15:28 karolherbst: third arg is the type
15:28 karolherbst: we should set it as well
15:32 karolherbst: mhh
15:36 pmoreau: I know there is a mkMov, I even had here: “16:20:40 pmoreau │ karolherbst: Try something like: mkMov(res, mkImm(.symbol->reg.data.offset)); if (.indirect != nullptr) mkOp2(OP_ADD, res, res, .indirect)“ :-p
15:36 karolherbst: well kernel_memory_alignment_global passes though
15:37 pmoreau: So, progress?
15:37 karolherbst: seems like it
15:37 karolherbst: https://github.com/karolherbst/mesa/commit/e69e75504fca1a547f7fd564454b7f630c146d05
15:37 pmoreau: :-)
15:38 karolherbst: ernel_memory_alignment_private fails if I run it with all those kernel tests
15:38 karolherbst: not if I run it alone
15:38 karolherbst: but only the ulong subtest fails there
15:38 karolherbst: super weird
15:38 karolherbst: in the constant test: At word No.25: "ID 11 has not been defined"
15:39 pmoreau: Hum, it only works by luck I would guess
15:39 pmoreau: OK, I’ll have a look at that one
15:39 karolherbst: %11 = OpConstantNull %_arr_v2uchar_ulong_3
15:39 pmoreau: BTW, how should we proceed regarding commits: do we cherry-pick commits from each others’ tree?

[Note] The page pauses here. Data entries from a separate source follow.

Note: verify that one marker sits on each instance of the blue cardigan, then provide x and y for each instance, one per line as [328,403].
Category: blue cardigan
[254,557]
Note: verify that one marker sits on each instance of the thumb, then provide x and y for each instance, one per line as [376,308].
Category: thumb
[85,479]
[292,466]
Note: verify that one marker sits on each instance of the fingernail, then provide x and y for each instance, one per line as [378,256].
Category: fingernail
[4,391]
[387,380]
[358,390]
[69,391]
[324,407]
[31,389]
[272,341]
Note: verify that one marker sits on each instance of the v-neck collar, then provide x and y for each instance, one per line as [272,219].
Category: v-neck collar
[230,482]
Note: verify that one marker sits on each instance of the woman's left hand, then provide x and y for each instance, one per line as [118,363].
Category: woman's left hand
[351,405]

15:40 karolherbst: I rebase on top of yours
15:40 pmoreau: I tend to rebase quite often to not lag too much behind master.
15:40 pmoreau: OK
15:40 pmoreau: I’ll cherry-pick your new commits then, to have them as well
15:40 karolherbst: k
15:41 karolherbst: mhh
15:41 karolherbst: that OpConstantNull thing should be easy to fix
15:41 karolherbst: any idea why it isn't found?

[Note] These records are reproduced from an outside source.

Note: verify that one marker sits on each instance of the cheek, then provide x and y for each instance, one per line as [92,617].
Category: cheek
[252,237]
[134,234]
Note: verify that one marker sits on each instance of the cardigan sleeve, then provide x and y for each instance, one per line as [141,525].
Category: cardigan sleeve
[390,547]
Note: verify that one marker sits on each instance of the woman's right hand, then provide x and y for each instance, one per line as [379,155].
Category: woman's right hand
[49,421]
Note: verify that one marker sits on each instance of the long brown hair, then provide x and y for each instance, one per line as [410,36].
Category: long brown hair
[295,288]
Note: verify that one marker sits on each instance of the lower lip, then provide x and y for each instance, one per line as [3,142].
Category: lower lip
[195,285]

15:41 karolherbst: the code basically goes like this:
15:41 karolherbst: %11 = OpConstantNull %_arr_v2uchar_ulong_3
15:41 karolherbst: %mem2 = OpVariable %_ptr_UniformConstant__arr_v2uchar_ulong_3 UniformConstant %11
15:42 pmoreau: If the validator does not handle OpConstantNull, for some reason
15:42 karolherbst: mhh
15:42 karolherbst: I'll put an assert
15:43 karolherbst: heh
15:44 karolherbst: word No.25 means 25th line?

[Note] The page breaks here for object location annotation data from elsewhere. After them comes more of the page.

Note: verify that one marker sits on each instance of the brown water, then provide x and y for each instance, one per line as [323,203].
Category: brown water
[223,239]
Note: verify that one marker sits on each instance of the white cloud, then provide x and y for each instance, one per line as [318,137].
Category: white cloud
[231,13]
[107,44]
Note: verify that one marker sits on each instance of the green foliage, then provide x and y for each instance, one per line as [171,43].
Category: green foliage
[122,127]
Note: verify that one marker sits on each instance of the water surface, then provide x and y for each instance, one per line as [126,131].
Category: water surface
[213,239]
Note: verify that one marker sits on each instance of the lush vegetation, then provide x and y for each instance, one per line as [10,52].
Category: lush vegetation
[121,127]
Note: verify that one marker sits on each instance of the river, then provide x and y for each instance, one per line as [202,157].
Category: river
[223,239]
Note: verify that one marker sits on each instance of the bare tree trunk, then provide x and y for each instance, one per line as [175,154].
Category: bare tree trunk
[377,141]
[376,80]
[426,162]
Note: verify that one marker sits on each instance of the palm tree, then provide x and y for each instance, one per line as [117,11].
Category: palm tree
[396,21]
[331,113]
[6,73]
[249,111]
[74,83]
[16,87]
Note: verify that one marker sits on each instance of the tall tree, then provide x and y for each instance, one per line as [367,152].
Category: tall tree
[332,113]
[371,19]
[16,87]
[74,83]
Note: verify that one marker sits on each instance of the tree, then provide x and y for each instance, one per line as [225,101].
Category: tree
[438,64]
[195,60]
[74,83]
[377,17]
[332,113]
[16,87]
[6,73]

15:44 pmoreau: Seems weird, but, maybe?
15:44 karolherbst: mhh
15:44 karolherbst: is this even your error message?
15:45 pmoreau: It’s in the SPIR-V validator, i.e. spirv-val from SPIRV-Tools
15:45 karolherbst: mhh
15:45 pmoreau: (I would guess)
15:46 karolherbst: wow
15:46 karolherbst: that spirv-dis thing makes it easier to read
15:46 pmoreau: It does :-)
15:47 karolherbst: it also reorders stuff
15:47 karolherbst: mhhh
15:47 pmoreau: test_constant fails for me, but I don’t get that error you have
15:47 karolherbst: kernel_memory_alignment_constant ?
15:48 pmoreau: Ah!! I thought you were talking about test_constant
15:49 pmoreau: (or just constant it seems)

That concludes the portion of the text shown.